How to fix custom font-size added as inline HTML style in docx file generated using DOCX4J when embedding HTML content as altchunk?

Using docx4j java libraries, when trying to generate a docx file having a HTML string embedded in docx file as altchunk the inline font-size formatting does not work as expected. When font-size is set as 24pt, docx file shows it as 14 only.

When changing font-size to either 23pt or 24pt, it works as expected. Same issue also does not happen for any others tag like p or other Heading#. In example below both Heading1 and Heading2 are taken with custom font-size as inline style but it works only for Heading2.

Example HTML String:

"<html><body><h1 style="font-weight: normal; line-height: 1.1; margin-top: 0.2em; margin-bottom: 0.2em; background-color: transparent; color: #404040; font-family: Calibri; font-size: 24pt;">H1</h1><h2 style="font-weight: normal; line-height: 1.1; margin-top: 0.2em; margin-bottom: 0.2em; background-color: transparent; color: #404040; font-family: Calibri; font-size: 26pt;"> H2 </h2></body></html>"

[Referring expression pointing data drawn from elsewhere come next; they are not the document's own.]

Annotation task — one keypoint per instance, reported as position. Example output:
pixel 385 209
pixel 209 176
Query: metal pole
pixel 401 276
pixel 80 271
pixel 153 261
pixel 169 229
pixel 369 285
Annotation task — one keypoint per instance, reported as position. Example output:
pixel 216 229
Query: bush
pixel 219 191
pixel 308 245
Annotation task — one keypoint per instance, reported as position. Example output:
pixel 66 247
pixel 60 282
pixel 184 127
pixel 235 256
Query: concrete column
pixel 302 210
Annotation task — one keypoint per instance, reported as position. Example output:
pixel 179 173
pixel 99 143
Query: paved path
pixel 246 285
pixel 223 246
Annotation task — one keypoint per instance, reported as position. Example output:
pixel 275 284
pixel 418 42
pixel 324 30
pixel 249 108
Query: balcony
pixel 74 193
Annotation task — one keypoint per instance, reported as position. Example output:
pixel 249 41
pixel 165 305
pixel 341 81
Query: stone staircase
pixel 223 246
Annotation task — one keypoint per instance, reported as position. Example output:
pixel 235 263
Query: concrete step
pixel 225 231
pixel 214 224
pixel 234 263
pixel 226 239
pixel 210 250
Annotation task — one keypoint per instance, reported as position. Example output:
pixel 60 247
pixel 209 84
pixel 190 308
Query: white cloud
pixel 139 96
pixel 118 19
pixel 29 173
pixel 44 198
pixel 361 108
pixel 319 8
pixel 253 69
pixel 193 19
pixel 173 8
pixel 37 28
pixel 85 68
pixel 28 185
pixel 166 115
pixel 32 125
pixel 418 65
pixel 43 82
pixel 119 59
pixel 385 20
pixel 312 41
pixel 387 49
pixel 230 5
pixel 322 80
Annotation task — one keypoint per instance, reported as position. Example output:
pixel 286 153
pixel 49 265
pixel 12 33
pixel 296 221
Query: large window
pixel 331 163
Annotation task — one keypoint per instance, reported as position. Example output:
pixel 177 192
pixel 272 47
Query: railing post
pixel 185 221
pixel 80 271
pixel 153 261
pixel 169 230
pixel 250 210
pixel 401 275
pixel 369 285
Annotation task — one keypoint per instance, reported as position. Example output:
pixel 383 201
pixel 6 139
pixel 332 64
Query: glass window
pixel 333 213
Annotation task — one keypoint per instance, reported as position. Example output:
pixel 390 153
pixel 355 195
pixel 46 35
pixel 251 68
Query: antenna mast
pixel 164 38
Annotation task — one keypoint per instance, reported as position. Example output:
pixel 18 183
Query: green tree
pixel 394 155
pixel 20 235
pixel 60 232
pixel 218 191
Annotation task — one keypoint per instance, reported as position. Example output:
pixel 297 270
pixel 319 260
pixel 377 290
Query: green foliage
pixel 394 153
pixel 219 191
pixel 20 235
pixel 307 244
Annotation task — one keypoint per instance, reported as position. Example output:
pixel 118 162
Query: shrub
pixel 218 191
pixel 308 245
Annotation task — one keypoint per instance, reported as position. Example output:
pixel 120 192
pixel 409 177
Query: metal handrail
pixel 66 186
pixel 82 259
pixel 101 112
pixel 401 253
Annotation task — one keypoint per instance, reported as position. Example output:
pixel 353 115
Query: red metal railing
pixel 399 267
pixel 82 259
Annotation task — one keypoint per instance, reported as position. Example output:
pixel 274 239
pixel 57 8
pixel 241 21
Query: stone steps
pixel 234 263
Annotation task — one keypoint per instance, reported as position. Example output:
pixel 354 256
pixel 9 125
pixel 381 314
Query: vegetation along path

As seen in MS word: Heading 1 styling as seen in MS Word

Code:

String html = "<html><body><h1 style=\"font-weight: normal; line-height: 1.1; margin-top: 0.2em; margin-bottom: 0.2em; background-color: transparent; color: #404040; font-family: Calibri; font-size: 24pt;\">H1</h1><h2 style=\"font-weight: normal; line-height: 1.1; margin-top: 0.2em; margin-bottom: 0.2em; background-color: transparent; color: #404040; font-family: Calibri; font-size: 26pt;\"> H2 </h2></body></html>";

WordprocessingMLPackage wordMLPackage = WordprocessingMLPackage.createPackage();

byte[] bytes = html.getBytes(StandardCharsets.UTF_8);
ByteArrayInputStream baos = new ByteArrayInputStream(bytes);

CTAltChunk ac = new ObjectFactory().createCTAltChunk();
ac.setId("htmlChunk");

wordMLPackage.getMainDocumentPart().addAltChunk(AltChunkType.Html, bais);

ByteArrayOutputStream baos = new ByteArrayOutputStream();

wordMLPackage.save(baos);
            
byte[] docxFile = baos.toByteArray();

Solution

I'm not a pro of docx4j library and can't tell about the inner logic, whether some default styling is taking precedence over yours or if that's just a bug.

Looking at the docx4j documentation they mention an external library for handling Xhtml import (docx4j-ImportXHTML).

Adding the library as dependency and making the following adaptation to your code seems to be generating the expected result, based on docx4j-ImportXHTML sample.

    var html = "<html><body><h1 style=\"font-weight: normal; line-height: 1.1; margin-top: 0.2em; margin-bottom: 0.2em; background-color: transparent; color: #404040; font-family: Calibri; font-size: 24pt;\">H1</h1><h2 style=\"font-weight: normal; line-height: 1.1; margin-top: 0.2em; margin-bottom: 0.2em; background-color: transparent; color: #404040; font-family: Calibri; font-size: 26pt;\"> H2 </h2></body></html>";

    var wordMLPackage = WordprocessingMLPackage.createPackage();
    var mdp = wordMLPackage.getMainDocumentPart();

    mdp.addAltChunk(AltChunkType.Xhtml, new ByteArrayInputStream(html.getBytes(StandardCharsets.UTF_8)));

    mdp.convertAltChunks();

    wordMLPackage.save(new FileOutputStream("myFile.docx"));